Alteryx Designer Discussions

Find answers, ask questions, and share expertise about Alteryx Designer.
The Expert Exam is now live online! Read about the specifics and what it took to bring it to life in the blog by our very own Elizabeth Bonnell!

Regex replace until first new line character occurrence encountered

6 - Meteoroid

I have a Download tool that downloads data (comma separated) multiple times. I have been able to parse the data but the header(which is the first line in the row value) gets union multiple times. So I need to keep the first header of the download data column and then delete header after that (please note, the header is the first line in the row value). Below is a screenshot and the actual data. 


2018-10-14,43100000396124630,Broad,long beach online insurance,0
2018-10-13,43100000396125206,Broad,oxnard automotive insurance,0
2018-10-13,43100000396125880,Broad,san buenaventura free car insurance quote,0


Tried this solution but failed- 

First I add a record id so that I can skip the first row (keep the header values).



As stated earlier, the rows in the download data are separated by a newline character. So I need to replace the sequence until the first newline character occurrence. So, in a formula tool I'm doing the below regex replace operation: 

IF [RecordID]>1 THEN Regex_replace([DownloadData],"\A.*\n",''")
ELSE [DownloadData]


But it doesn't work, rather deletes the whole row value than the match until the first newline character. Can anyone please help to write the regex for this? 

This above regex does work in the regex test, maybe the regex needs to be tweaked alteryx as it uses boost regex. 
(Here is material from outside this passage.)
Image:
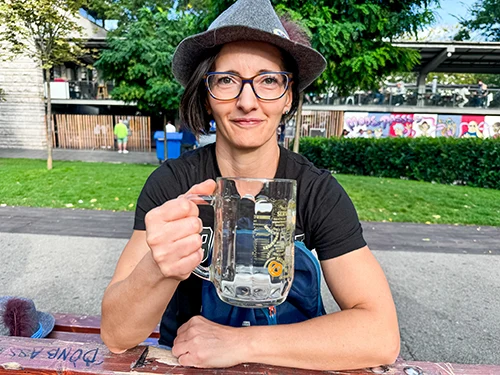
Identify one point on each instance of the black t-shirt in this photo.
(326, 219)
Regex tester:   Have given a screenshot below



14 - Magnetar
14 - Magnetar

That does seem like odd RegEx behavior - I was actually able to get that RegEx formula to work on my end using the data you provided, so not sure why it's not working in your instance... could it be that it isn't actually a newline character separating the header & data rows? 


At any rate, there is a relatively easy non-RegEx workaround - you could parse your data as-is on the newline characters to rows, then parse again on the commas to columns... use the Dynamic Rename tool to rename your columns using the first line of data (i.e. the first instance of headers)... and then just filter out those remaining records where the [date] field = "date" (which would effectively remove the duplicate headers). 


Let us know if that would be an acceptable work-around!